Conséquence : le bateau tangue tant au PS puisque c’est un socialiste (Michel Rocard) qui a préconisé cette trouvaille, qu’à l’UMP où l’on se souvient qu’une certaine « TVA sociale » avait provoqué, en 2007, quelques dégâts électoraux. Les mêmes causes peuvent produire les mêmes effets à quelques mois des régionales.
Les Français ont du bon sens et de l’expérience. Ils ont évidemment du mal à avaler qu’ils vont devoir s’acquitter d’une nouvelle taxe qui leur serait restituée (nul ne sait d’ailleurs encore comment). Un impôt remboursé, voilà du jamais vu.
On les taxe pour les responsabiliser et modifier leurs habitudes, leur affirme-t-on. Ceux qui paient une taxe sur les ordures ménagères connaissent la chanson.
On leur a dit et répété que s’ils devenaient vertueux dans le tri et le traitement de leurs déchets, la taxe baisserait. Elle a dépassé par foyer le niveau de leur taxe d’habitation et elle sert à gonfler les profits des multinationales qui ont investi dans le ramassage des ordures et leur recyclage.
En l’occurrence, la famille qui habite en milieu rural ou périurbain se demande bien comment elle pourra diminuer sa facture d’essence, en l’absence de transports en commun ou de toute autre alternative à la voiture.
Faudra-t-il, par ailleurs, cesser de se chauffer ? Entreprendre des travaux d’isolation dans sa maison ? Avec quel argent, surtout quand je dois payer mon énergie plus cher pour cause de taxe carbone ?
Dans cette affaire, à l’image des Conti transformés en coupables, les foyers sont montrés du doigt comme responsables de la dégradation de l’environnement, alors que les industriels les plus pollueurs ne sont soumis qu’à des quotas européens de pollution, de surcroit, gratuitement.
Le niveau de la dite taxe n’est pas encore tranché.
Le lobby vert persuadé de sa puissance après les européennes s’agite.
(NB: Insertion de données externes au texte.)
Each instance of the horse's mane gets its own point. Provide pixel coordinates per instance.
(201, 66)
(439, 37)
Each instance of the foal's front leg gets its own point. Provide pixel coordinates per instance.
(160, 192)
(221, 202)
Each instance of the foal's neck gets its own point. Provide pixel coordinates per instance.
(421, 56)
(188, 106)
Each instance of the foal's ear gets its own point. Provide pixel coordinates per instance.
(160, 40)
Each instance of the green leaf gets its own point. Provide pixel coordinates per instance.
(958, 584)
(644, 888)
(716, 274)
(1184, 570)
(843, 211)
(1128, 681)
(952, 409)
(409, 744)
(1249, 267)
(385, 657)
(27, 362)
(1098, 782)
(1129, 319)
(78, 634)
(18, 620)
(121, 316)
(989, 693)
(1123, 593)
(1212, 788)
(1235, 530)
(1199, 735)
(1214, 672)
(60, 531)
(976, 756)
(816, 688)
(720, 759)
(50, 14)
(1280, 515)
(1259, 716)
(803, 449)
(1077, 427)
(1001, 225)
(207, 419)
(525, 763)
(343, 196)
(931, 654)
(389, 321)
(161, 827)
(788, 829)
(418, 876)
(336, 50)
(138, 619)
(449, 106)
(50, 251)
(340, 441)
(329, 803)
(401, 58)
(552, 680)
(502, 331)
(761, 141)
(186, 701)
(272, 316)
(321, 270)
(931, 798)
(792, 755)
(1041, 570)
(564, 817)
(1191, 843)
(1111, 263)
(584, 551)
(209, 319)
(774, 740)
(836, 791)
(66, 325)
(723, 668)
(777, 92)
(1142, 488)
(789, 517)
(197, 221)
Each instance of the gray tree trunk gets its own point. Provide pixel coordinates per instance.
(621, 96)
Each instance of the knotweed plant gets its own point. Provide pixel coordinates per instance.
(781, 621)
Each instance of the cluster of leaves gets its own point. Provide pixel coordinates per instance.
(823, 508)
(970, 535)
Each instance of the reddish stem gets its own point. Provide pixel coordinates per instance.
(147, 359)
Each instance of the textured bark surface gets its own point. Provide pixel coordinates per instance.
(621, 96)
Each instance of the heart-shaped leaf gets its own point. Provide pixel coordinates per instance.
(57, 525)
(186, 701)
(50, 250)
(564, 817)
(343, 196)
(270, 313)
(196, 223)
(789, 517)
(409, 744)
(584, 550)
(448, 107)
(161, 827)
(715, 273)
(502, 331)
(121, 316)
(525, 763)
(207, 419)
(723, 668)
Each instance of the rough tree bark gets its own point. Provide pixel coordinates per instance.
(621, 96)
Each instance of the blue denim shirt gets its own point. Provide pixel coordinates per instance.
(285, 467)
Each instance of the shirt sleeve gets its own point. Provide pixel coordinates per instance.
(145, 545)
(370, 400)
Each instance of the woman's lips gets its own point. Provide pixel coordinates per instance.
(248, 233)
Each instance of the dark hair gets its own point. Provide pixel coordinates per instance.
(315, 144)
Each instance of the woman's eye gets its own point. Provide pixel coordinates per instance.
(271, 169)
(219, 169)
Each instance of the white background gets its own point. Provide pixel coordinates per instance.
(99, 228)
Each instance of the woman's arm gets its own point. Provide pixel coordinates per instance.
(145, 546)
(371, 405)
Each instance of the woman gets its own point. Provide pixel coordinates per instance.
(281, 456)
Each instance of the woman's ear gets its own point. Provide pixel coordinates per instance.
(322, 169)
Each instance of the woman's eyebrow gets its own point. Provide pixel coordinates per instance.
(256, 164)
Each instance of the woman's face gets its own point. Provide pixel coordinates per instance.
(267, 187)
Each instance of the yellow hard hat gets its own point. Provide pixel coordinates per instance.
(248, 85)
Cohn Bendit déclare que cet impôt est « révolutionnaire », ayant visiblement perdu le sens des mots depuis qu’il a troqué le col Mao pour le costume libéral et le jean bobo.
Rocard voulait porter la taxe à 32 € par tonne de CO2 émise ; Fillon annonce 14 € ; Sarkozy hésite.
Dans tous les cas, cela veut dire une troisième taxe sur les carburants après la TIPP et la TVA, qui représentent déjà 60% du prix à la pompe, une hausse du fuel et du gaz… bref, une nouvelle saignée sur le pouvoir d’achat des Français appelée à être de plus en plus douloureuse au fil des années puisque la taxe est censée être portée à 100 € par tonne de CO2 en 2030.
La taxe survivra-t-elle à la condamnation des Français ? A moins que ce soit ses auteurs qui s’en trouvent carbonisés.